Yaz gelince her yerde abuk sabuk isimlerle festivaller düzenleniyor. Her festivalde en az 3-4 şarkıcı. Sahnesi, ses sistemi, karavanı, ulaşımı, ekibi, konaklaması, kaşesi derken sıradan bir şarkıcının maliyeti 300-400 bin liraya geliyor. Daha sükseli isimler olsun derseniz yedi yüz bin ila bir milyon lira arasında maliyetleri üstlenmeniz gerekiyor, bir kişi için kamu adına ve kamunun parasıyla.
Ne yapıyoruz? Müzik dinliyoruz!
Milyonlarca depremzedenin olduğu ülkemizde bu kadar büyük meblağları neden konsere yatırıyoruz?
AK Partili belediyelerin konser düzenlemek kültürel etkinlik yapmaktır anlayışından vaz geçmeleri gerekiyor. Bunun için de o koltuklara kültür adamlarını oturtmaları gerekiyor.
AK Partili belediyelerin en büyük problemlerinden biri kültür gibi önemli işlerin başına kültür adamlarını oturtmamaları.
Söz gelimi, bir kurumda 12 yıl çalıştım. Müdürlük yaptım. Kendimi bildim bileli dergisiyle, tiyatrosuyla, sinemasıyla kültürel hayatın içinde olduğum ve sanat eğitimi aldığım halde, çalıştığım kurumun kültür müdürlüğünde görev verilmedi bana. O görev başka bir kültür adamına verilmiş olsaydı yine hayıflanmazdım. Ama maalesef başka yerlerde olduğu gibi o koltuk hep kültür ile alakası olmayan kişilere tahsis edildi. Biz de birikimimizi kamunun istifadesine sunma fırsatı bulamadık.

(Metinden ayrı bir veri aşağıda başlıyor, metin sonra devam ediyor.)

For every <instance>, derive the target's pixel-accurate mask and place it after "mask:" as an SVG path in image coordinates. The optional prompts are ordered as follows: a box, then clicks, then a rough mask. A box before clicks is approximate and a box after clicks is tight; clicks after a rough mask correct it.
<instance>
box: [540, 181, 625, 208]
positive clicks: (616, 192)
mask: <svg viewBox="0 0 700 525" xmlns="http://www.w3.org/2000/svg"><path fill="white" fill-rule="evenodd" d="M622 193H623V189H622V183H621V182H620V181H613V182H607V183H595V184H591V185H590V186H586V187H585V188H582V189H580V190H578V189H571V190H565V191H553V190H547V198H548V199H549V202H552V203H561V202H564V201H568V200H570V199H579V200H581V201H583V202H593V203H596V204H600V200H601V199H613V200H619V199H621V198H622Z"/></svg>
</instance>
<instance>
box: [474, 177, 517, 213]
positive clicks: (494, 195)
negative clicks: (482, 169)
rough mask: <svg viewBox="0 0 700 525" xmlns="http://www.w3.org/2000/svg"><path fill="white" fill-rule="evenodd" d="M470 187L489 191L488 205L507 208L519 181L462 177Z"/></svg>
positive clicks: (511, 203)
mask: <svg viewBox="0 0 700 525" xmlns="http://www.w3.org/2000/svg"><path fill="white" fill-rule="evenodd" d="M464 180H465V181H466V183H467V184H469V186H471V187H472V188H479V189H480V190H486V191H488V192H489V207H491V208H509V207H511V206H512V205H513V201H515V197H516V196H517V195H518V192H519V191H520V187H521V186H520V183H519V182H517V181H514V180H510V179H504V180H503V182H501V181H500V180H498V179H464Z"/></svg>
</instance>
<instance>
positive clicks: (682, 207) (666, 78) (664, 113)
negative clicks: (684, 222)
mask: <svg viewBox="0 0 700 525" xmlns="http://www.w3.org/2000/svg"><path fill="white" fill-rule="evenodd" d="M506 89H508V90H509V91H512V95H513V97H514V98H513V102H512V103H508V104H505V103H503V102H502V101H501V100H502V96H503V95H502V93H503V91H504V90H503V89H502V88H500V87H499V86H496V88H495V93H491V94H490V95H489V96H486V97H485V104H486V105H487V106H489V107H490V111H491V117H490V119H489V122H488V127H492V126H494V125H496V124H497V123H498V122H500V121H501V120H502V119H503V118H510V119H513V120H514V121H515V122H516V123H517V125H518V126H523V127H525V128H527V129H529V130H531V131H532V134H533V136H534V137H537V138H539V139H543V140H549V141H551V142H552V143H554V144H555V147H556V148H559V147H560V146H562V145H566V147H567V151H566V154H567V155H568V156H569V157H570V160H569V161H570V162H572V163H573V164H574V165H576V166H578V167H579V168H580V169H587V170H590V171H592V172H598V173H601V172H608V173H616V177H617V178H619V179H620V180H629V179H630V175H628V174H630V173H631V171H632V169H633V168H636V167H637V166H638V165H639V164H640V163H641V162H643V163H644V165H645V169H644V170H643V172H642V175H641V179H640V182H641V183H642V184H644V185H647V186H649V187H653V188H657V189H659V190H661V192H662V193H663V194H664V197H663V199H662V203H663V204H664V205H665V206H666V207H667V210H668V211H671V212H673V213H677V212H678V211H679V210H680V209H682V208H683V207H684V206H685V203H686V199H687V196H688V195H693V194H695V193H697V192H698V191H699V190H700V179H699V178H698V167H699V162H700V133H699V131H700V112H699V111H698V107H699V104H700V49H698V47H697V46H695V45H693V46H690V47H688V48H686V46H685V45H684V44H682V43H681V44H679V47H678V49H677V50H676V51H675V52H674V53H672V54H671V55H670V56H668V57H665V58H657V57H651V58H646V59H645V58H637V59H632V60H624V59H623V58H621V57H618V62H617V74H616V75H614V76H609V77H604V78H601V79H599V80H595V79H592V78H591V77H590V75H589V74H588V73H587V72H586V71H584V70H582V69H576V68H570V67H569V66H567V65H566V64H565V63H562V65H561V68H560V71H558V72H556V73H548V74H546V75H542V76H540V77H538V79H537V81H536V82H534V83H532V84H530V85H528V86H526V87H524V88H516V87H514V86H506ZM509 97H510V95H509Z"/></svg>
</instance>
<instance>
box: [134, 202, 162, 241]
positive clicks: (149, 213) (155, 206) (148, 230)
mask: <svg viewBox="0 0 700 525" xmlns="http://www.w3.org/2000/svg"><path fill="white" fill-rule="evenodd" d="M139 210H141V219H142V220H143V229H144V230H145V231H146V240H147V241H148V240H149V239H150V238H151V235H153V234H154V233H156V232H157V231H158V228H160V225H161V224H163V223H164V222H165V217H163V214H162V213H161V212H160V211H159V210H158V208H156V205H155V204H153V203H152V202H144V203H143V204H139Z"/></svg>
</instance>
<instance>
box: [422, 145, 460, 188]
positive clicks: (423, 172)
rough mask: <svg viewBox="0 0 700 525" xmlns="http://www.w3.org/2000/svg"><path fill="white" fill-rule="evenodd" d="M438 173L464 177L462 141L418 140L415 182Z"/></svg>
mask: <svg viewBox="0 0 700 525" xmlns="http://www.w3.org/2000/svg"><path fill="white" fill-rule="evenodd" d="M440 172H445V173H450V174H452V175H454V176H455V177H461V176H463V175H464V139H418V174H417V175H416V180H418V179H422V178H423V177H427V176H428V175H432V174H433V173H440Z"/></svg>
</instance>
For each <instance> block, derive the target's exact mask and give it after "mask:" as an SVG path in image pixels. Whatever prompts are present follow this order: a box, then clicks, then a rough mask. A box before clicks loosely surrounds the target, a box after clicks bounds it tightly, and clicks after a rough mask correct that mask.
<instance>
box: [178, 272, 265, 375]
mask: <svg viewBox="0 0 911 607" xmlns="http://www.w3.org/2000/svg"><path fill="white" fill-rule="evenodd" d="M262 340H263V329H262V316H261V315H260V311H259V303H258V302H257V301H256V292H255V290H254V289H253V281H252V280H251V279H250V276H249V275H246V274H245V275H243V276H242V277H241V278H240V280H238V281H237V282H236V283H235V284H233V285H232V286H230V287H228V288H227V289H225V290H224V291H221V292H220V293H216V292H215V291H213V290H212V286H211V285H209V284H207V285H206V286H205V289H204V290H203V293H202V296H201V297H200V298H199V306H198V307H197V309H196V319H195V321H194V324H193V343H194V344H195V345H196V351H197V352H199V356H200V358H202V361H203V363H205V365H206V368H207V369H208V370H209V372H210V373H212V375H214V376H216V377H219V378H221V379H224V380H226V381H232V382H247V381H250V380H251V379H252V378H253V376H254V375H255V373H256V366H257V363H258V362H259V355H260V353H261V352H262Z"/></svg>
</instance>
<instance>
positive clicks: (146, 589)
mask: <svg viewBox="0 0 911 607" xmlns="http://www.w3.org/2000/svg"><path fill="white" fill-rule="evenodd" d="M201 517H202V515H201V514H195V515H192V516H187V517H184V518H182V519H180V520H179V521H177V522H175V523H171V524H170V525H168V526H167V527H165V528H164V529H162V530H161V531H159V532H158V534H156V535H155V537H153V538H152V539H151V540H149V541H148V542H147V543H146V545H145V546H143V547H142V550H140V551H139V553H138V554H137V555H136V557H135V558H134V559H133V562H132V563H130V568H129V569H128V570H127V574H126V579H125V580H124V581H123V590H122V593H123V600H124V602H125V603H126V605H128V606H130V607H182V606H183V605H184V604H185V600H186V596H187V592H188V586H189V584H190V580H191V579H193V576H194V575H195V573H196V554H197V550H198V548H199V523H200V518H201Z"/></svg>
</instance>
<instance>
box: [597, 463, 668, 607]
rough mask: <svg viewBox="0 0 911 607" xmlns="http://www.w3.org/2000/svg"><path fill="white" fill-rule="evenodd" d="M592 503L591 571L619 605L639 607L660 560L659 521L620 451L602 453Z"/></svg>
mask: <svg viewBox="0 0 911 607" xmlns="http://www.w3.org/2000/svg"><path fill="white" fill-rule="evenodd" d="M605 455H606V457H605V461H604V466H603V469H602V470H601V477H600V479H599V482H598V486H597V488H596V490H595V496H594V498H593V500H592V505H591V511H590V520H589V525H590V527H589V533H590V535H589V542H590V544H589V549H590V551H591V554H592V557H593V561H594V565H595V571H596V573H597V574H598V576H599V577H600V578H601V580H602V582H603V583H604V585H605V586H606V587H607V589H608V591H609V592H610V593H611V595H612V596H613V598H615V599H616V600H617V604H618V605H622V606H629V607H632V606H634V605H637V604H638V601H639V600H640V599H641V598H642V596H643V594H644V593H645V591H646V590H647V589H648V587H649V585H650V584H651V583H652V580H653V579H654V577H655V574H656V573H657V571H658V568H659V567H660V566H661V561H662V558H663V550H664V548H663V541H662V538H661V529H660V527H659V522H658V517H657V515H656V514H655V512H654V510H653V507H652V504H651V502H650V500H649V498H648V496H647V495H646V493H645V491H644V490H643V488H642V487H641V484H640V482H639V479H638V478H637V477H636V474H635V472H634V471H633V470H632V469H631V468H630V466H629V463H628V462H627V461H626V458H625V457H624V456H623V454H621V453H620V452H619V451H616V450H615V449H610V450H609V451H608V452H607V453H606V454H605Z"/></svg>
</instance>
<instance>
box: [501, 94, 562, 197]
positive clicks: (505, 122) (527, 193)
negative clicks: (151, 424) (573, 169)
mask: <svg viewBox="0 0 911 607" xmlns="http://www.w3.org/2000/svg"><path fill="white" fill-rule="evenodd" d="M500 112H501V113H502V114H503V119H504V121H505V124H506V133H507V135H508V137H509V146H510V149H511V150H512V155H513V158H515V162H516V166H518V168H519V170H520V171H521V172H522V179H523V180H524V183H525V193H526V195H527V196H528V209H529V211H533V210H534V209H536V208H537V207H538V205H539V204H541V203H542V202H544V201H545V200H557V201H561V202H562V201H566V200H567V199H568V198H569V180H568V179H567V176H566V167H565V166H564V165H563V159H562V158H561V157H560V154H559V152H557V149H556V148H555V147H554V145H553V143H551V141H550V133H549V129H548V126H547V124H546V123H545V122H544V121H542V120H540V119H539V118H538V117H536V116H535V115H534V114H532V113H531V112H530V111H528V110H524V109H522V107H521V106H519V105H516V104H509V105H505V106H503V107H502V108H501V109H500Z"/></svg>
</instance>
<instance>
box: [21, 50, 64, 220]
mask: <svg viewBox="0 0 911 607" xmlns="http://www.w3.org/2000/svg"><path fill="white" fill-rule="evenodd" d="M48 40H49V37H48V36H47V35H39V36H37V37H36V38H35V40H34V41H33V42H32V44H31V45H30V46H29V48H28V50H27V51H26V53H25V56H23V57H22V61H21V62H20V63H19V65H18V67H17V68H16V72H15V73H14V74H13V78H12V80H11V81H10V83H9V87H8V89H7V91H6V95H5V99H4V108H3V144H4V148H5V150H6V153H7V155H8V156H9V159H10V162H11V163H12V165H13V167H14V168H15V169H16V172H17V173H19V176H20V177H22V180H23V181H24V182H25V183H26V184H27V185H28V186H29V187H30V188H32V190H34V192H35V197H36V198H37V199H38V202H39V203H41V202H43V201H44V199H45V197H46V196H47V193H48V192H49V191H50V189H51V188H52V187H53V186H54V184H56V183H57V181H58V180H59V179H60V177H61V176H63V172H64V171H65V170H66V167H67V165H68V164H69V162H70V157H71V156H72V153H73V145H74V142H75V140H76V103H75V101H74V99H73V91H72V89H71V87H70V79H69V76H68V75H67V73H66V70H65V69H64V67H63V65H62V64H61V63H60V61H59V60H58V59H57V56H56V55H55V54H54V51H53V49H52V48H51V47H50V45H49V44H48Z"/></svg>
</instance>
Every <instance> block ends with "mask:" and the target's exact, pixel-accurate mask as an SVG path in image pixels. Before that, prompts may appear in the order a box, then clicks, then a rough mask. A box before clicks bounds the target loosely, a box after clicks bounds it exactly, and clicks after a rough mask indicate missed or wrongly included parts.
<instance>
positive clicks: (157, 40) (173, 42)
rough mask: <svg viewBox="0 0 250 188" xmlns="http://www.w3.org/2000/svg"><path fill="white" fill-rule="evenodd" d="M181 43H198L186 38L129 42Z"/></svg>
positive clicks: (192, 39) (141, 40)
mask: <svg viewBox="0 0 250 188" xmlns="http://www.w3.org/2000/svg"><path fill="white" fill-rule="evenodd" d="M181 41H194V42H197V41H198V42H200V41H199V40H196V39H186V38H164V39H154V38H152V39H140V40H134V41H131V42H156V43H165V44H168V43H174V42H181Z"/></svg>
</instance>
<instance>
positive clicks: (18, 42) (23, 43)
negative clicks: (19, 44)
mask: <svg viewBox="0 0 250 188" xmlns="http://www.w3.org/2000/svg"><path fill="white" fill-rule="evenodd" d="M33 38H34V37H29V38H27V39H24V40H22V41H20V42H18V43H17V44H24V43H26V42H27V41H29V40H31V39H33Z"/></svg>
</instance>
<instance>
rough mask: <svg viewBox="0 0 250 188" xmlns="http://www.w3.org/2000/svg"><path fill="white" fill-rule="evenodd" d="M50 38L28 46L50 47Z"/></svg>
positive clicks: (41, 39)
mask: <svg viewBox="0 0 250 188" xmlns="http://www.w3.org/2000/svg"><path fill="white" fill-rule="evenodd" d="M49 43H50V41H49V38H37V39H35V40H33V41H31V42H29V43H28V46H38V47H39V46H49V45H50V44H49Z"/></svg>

Bu hazin bir Türkiye gerçeği.
Bu ülkenin çocuklarını kültür endüstrisinin piyonu Mosso gibilere kaptırmak istemiyorsanız doğru düzgün kültür faaliyeti yapıp adam yetiştirmeniz şart. Kompleksi bırakın ve Mosso gibilere alan açacağınıza kendi kültür insanlarınıza alan açın. Sizin kültür insanlarınıza CHP’li belediyeler alan açıyorlar mı? Konferans, söyleşi ya da konser verdiriyorlar mı? İBB’de dört yıldır bir Orhan Hakalmaz konseri, bir Tarık Tufan, Beyazıt Akman söyleşisi yapıldı mı? Fakat Mosso gibilere CHP’li belediyeler de alan açıyor siz de açıyorsunuz. Burada açık bir çelişki var. Ve bu çelişki bizim güçlenmemizi engelliyor. Başkanlar bu konuya bir el atsınlar!